プライバシーの問題は、技術というより、政策が関与する部分が大きいと思います。この問題は各国の政府が単独で、あるいは地域、国際レベルで協力しながら対処すべき事柄です。言論の自由も、純粋に技術的な問題とはいえません。これは政治的に、非常に慎重な対応が求められるテーマですからね。さまざまな政策問題がからんでいます。もちろん、必要な協力は惜しみませんが、この問題はITUの管轄ではありません。
--最上位のルートサーバ(インターネットの利用を可能にしている中心的なサーバ)の運営・管理はITUが行うべきだと思いますか。
この件については、活発な議論が続いています。現在のICANNによる管理は、米国という一国の政府による管理だと考えられています。変化が求められていることは間違いありません。よりよい仕組みが必要だという点において、異論を差し挟む余地はないと思います。
われわれはインターネットの価値を減じるつもりはありません。その性質上、ITUはすべての公衆通信網に関心を持っています。われわれにはたくさんの専門知識がありますし、経験も豊富です(編集部注:インタビュー後、ITUの弁護士はITUがルートサーバの運営の監督に関心を持つ可能性はあるが、ルートサーバの運営そのものを手がけることはないと述べた)。
ITUは現在、国番号の割り当てを行っています。これをトップダウンのやり方だという人もいます。私はこのトップダウンのアプローチをIPv6に活用することを提言しました。そうすれば、これまでとは違う、新しいアプローチを編み出すことができるかもしれません。ITUのトップダウンのアプローチは、IPv6には適さないと見なされています。しかし、IPv4のボトムアップのアプローチが最良だと考えている人もいません。私は両者の間に解決策を見つけたいと考えていますし、またITUのメンバーからもさまざまな意見が寄せられています。

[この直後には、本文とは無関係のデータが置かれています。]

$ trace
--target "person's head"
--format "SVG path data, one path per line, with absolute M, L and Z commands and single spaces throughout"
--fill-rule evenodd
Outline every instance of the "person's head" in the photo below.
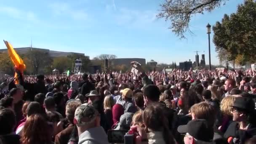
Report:
M 202 95 L 202 93 L 203 91 L 203 87 L 200 84 L 197 84 L 195 86 L 195 90 L 197 94 Z
M 72 81 L 70 83 L 70 88 L 73 89 L 78 91 L 78 84 L 76 81 Z
M 21 133 L 22 144 L 51 144 L 53 128 L 40 115 L 29 116 L 25 123 Z
M 115 104 L 114 99 L 110 96 L 106 96 L 104 98 L 103 104 L 104 109 L 111 109 Z
M 160 95 L 160 98 L 159 100 L 161 101 L 165 101 L 166 100 L 169 100 L 170 97 L 167 94 L 161 94 Z
M 53 128 L 53 135 L 56 136 L 59 133 L 61 130 L 58 128 L 58 123 L 60 121 L 60 117 L 58 114 L 55 112 L 49 112 L 46 113 L 48 121 L 52 123 Z
M 13 102 L 16 104 L 22 99 L 22 92 L 19 88 L 13 88 L 10 91 L 10 96 L 13 98 Z
M 15 114 L 11 109 L 0 110 L 0 135 L 11 134 L 16 125 Z
M 237 95 L 240 94 L 242 93 L 242 91 L 237 88 L 233 88 L 231 91 L 230 91 L 230 94 L 232 95 Z
M 158 85 L 157 87 L 159 89 L 159 91 L 160 91 L 160 93 L 163 93 L 165 91 L 165 89 L 163 87 L 163 85 Z
M 83 104 L 85 103 L 85 96 L 81 94 L 78 94 L 77 96 L 76 96 L 76 97 L 75 98 L 75 99 L 79 99 L 80 101 L 81 102 L 82 102 L 82 103 Z
M 43 93 L 39 93 L 35 96 L 34 100 L 35 101 L 39 102 L 41 105 L 43 106 L 43 101 L 45 100 L 45 96 Z
M 184 96 L 181 97 L 180 99 L 182 101 L 181 105 L 184 108 L 183 110 L 186 112 L 189 112 L 191 107 L 201 102 L 201 100 L 194 91 L 189 90 L 185 93 Z
M 27 117 L 29 117 L 32 115 L 42 114 L 43 110 L 40 104 L 38 102 L 32 101 L 29 104 L 27 108 Z
M 88 75 L 85 73 L 84 73 L 83 75 L 82 78 L 83 78 L 83 80 L 84 81 L 88 81 Z
M 250 86 L 252 93 L 256 94 L 256 82 L 251 83 Z
M 84 104 L 76 109 L 74 123 L 77 126 L 80 135 L 89 128 L 100 126 L 100 114 L 92 105 Z
M 61 93 L 56 93 L 53 94 L 53 99 L 57 107 L 65 105 L 64 95 Z
M 55 110 L 56 106 L 54 99 L 52 97 L 48 97 L 43 101 L 43 107 L 48 110 Z
M 170 89 L 173 95 L 175 95 L 176 94 L 176 93 L 177 92 L 177 87 L 176 86 L 172 86 L 171 87 Z
M 118 90 L 121 91 L 126 88 L 129 88 L 129 85 L 128 85 L 128 84 L 127 83 L 123 83 L 119 85 L 119 87 L 118 87 Z
M 211 92 L 211 97 L 213 99 L 217 99 L 220 100 L 221 96 L 218 92 L 218 85 L 211 85 L 208 86 L 208 89 Z
M 22 112 L 22 115 L 24 117 L 27 117 L 27 106 L 30 103 L 30 101 L 26 101 L 24 104 L 23 104 L 22 108 L 21 109 L 21 111 Z
M 47 83 L 51 83 L 51 80 L 50 80 L 50 79 L 48 78 L 45 79 L 45 81 Z
M 213 126 L 216 119 L 216 112 L 214 107 L 205 101 L 195 104 L 191 107 L 190 112 L 192 119 L 205 120 L 209 125 Z
M 181 90 L 182 88 L 186 89 L 187 88 L 187 83 L 185 82 L 181 82 L 179 84 L 179 89 Z
M 43 75 L 39 74 L 37 75 L 37 82 L 42 83 L 45 83 L 45 76 Z
M 203 99 L 205 100 L 210 99 L 211 99 L 211 92 L 210 90 L 203 90 L 202 93 L 202 96 L 203 96 Z
M 14 110 L 13 98 L 11 97 L 8 97 L 1 99 L 0 100 L 0 106 L 5 108 L 10 108 Z
M 214 135 L 212 126 L 205 119 L 193 119 L 178 127 L 178 132 L 185 134 L 185 144 L 212 144 Z
M 109 92 L 112 95 L 115 95 L 115 91 L 117 90 L 117 88 L 115 85 L 111 86 L 109 88 Z
M 225 81 L 224 83 L 224 88 L 225 91 L 230 92 L 234 88 L 235 88 L 235 80 L 229 78 Z
M 77 100 L 68 101 L 66 106 L 65 113 L 66 117 L 69 123 L 74 124 L 74 117 L 75 117 L 75 109 L 82 104 L 80 101 Z
M 202 85 L 204 88 L 207 88 L 208 87 L 208 81 L 203 81 L 203 82 L 202 82 Z
M 256 144 L 256 137 L 253 137 L 252 138 L 249 139 L 246 142 L 245 144 Z
M 134 96 L 134 100 L 136 107 L 141 109 L 144 109 L 144 99 L 142 93 L 136 93 Z
M 144 102 L 148 105 L 152 102 L 159 101 L 160 91 L 155 85 L 149 85 L 146 86 L 143 90 Z
M 226 115 L 232 116 L 230 113 L 232 107 L 231 105 L 234 105 L 235 97 L 233 96 L 227 96 L 222 99 L 220 104 L 221 112 L 222 114 Z
M 250 98 L 237 97 L 235 98 L 234 104 L 230 106 L 233 121 L 249 122 L 250 117 L 254 112 L 255 104 Z
M 144 125 L 146 130 L 161 131 L 165 144 L 173 144 L 174 139 L 169 130 L 168 120 L 164 114 L 162 105 L 159 103 L 152 103 L 143 112 Z
M 114 124 L 117 123 L 120 120 L 120 117 L 124 114 L 124 109 L 120 104 L 115 104 L 112 108 L 113 121 Z
M 133 116 L 132 125 L 139 125 L 142 127 L 144 126 L 142 111 L 139 110 L 135 112 Z
M 251 86 L 250 85 L 250 83 L 247 83 L 245 84 L 244 87 L 244 91 L 245 92 L 247 93 L 251 91 Z
M 92 102 L 98 100 L 100 99 L 100 95 L 98 94 L 97 91 L 92 91 L 90 94 L 87 96 Z
M 121 90 L 122 93 L 122 99 L 125 101 L 131 101 L 132 100 L 133 93 L 133 91 L 129 88 L 126 88 Z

--それはITUがIPv6アドレスの割り当てを行う--つまり、ノルウェーには10兆、スウェーデンには20兆といった具合に、各国にアドレスを割り当てる業務を担当するということですか。
そうです。私はその可能性があると申し出ました。(この件については)政府機関だけでなく、業界の専門家とも議論しましたが、ITUにその能力はないという意見はありませんでした。
しかし、この影響が多方面に及ぶ可能性があることは理解しています。インターネットでのサービスの安定性を高め、その健全な成長を促すためには、関係者の協力が必要です。IPv6の認知度は、まだあまり高くありません。この段階でわれわれがこのシステムを正しく理解し、管理することができれば、将来起こりうる問題を避けることができるでしょう。